Node-red-contrib-google-action 2.0.0-alpha released

[This was posted in another old thread but buried in the responses.]

I've released a version 2.0.0-alpha of the Google Action node - most simple conversation types work but not the more complex ones. You can install it using:

npm install node-red-contrib-google-action@alpha

Working with the Google Assistant backend API is really painful - it's one of those API's that has been thrown together to support a variety of disparate user interface technology for a range of applications that haven't been fully designed as yet. It's really experimental.

This version of the Google Action node moves away from using the Actions SDK provided by Google because it was simply too incompatible with the Node Red framework - the Actions 2.0 SDK is written to act as a framework for an app in Node and smashing the two frameworks together was nasty.

Instead of using the Actions SDK, this version uses the Web hooks provided by Google. This means that there is a lot more flexibility available to you to implement your conversation flow in Node Red.

Note that this doesn't support Dialogflow projects because a) the dialog flow can be easily implemented in Node Red, b) there wasn't much to be gained from Dialogflow for apps with one or two users (Dialogflow uses machine learning to understand semantics of what people are saying, which requires lots of people to use the app), and c) Dialogflow won't accept self-signed SSL certificates which makes it difficult for hobbyist and experimental developers.

There are three nodes in the Google Action package - start , ask , and tell .

start is the starting point for a new conversation. It listens for new conversation requests from Google Assistant and outputs a msg for each new conversation. Behind the scenes, it is keeping track of each conversation as it flows through Node Red and sends subsequent requests from Google Assistant to the appropriate Ask node.

ask nodes prompt the user for input and represent a turn in a conversation. There are a range of prompt types available including Simple,Simple Selection, Date and Time, Confirmation, Address, Name and Location. The more complex ones are handled by Google Assistant - for example for Address the user can respond "McDonald's" and Google Assistant will automatically list all the nearby McDonald's for the user to select from, with the street address of the selection being returned to Node Red. The Ask has two outputs - first one is for the user's response, the second is for when the user cancels the conversation or doesn't respond before the timeout.
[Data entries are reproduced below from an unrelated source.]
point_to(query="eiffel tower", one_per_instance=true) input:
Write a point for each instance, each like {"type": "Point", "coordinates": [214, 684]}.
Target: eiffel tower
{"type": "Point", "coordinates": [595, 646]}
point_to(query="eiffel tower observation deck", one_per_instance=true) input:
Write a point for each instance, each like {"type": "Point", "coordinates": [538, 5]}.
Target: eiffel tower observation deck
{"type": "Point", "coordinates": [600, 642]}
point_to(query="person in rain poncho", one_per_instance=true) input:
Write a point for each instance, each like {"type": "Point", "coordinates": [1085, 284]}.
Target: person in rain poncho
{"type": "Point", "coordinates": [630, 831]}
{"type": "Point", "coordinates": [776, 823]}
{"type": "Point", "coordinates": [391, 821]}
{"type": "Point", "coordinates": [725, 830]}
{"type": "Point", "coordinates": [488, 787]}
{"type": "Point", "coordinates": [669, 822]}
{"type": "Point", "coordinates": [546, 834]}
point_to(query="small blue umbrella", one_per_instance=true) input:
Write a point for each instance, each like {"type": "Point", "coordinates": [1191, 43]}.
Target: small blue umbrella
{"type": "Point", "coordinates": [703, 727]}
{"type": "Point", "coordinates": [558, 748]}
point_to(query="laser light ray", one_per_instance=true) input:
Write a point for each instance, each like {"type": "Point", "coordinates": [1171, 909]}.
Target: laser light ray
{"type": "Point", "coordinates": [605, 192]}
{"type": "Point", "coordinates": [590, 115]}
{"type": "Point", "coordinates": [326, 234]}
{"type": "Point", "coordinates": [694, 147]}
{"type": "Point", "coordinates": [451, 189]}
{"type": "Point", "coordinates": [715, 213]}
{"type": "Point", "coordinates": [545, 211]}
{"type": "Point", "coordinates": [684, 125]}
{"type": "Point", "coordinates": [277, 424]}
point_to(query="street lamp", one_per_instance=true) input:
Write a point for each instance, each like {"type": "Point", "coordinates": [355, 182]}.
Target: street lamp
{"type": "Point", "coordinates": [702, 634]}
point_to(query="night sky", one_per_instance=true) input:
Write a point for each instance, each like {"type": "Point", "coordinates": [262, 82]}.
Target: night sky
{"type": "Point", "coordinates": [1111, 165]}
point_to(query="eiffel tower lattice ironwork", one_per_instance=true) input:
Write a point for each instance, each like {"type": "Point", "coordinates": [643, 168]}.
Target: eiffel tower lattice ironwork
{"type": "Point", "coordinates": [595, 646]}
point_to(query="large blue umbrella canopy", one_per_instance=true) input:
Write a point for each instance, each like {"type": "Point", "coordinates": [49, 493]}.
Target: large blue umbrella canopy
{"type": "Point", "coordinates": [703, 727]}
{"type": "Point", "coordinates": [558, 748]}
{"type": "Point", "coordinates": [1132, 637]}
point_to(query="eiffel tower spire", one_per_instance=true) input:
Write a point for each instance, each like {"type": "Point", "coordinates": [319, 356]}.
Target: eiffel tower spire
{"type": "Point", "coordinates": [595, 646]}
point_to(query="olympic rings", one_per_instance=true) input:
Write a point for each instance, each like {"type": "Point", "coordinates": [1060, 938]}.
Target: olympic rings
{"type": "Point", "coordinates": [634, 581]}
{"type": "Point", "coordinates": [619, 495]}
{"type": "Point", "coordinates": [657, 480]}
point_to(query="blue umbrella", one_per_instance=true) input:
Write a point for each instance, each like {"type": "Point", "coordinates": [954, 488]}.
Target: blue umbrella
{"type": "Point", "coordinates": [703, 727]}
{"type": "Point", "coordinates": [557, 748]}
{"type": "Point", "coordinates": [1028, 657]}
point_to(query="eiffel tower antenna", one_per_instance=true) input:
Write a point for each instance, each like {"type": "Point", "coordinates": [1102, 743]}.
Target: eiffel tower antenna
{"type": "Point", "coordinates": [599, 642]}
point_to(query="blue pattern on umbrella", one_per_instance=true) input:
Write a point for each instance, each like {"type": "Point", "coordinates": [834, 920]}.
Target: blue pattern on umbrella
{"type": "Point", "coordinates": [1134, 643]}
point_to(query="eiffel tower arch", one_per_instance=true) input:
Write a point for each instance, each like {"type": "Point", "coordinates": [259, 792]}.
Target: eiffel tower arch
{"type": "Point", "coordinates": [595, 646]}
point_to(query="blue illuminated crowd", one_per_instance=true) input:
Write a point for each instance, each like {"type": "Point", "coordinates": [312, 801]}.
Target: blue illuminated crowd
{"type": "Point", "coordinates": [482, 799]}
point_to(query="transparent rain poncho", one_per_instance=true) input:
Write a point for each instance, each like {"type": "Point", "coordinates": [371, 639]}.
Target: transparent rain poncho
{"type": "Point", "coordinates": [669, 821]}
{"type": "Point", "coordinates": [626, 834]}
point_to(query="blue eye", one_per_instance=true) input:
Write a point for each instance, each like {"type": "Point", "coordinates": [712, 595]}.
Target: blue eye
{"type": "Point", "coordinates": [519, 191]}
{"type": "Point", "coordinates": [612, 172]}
tell nodes tell the user something and terminate the conversation. All conversation paths should end with a Tell node, even ones that have been cancelled or timed out.

The Google Action nodes works with all Google Home and Assistant devices such as speakers, smart phones and hubs.

I really like the way this version allows you to integrate a conversation with a Node Red flow - the user conversation becomes part of the flow, rather than the flow being about handling the conversation.

Anyhow, have a play with it and give me any feedback.

Dean

2 Likes

Hey Dean,
Could you please give a bit more explanation of how the Google Home device communicates with the Node-RED flow (and the other way around). I see Actions SDK, webhooks, DialogFlow, Google Assistant backend API. But I cannot really how the entire traject looks like...

image

Some examples of things I'm struggling with:

  • Does the Ask node communicate directly to the Home device, or via the cloud service
  • Where are the Actions and Web hooks used for in this setup
  • Does the Node-RED flow only respond to requests from the cloud service, or does it also send requests to the cloud service?
  • Does the cloud service send a request to the Node-RED flow every time the Google Home device has received a speach-based question?
  • ...

Thanks !!!!
Bart

Hey Bart,

I couldn't reply without attempting to match your diagramming skills :slightly_smiling_face:


First to clear up some naming conventions:

Google refers to external app providers as fulfillment services - our Node Red flow in this case.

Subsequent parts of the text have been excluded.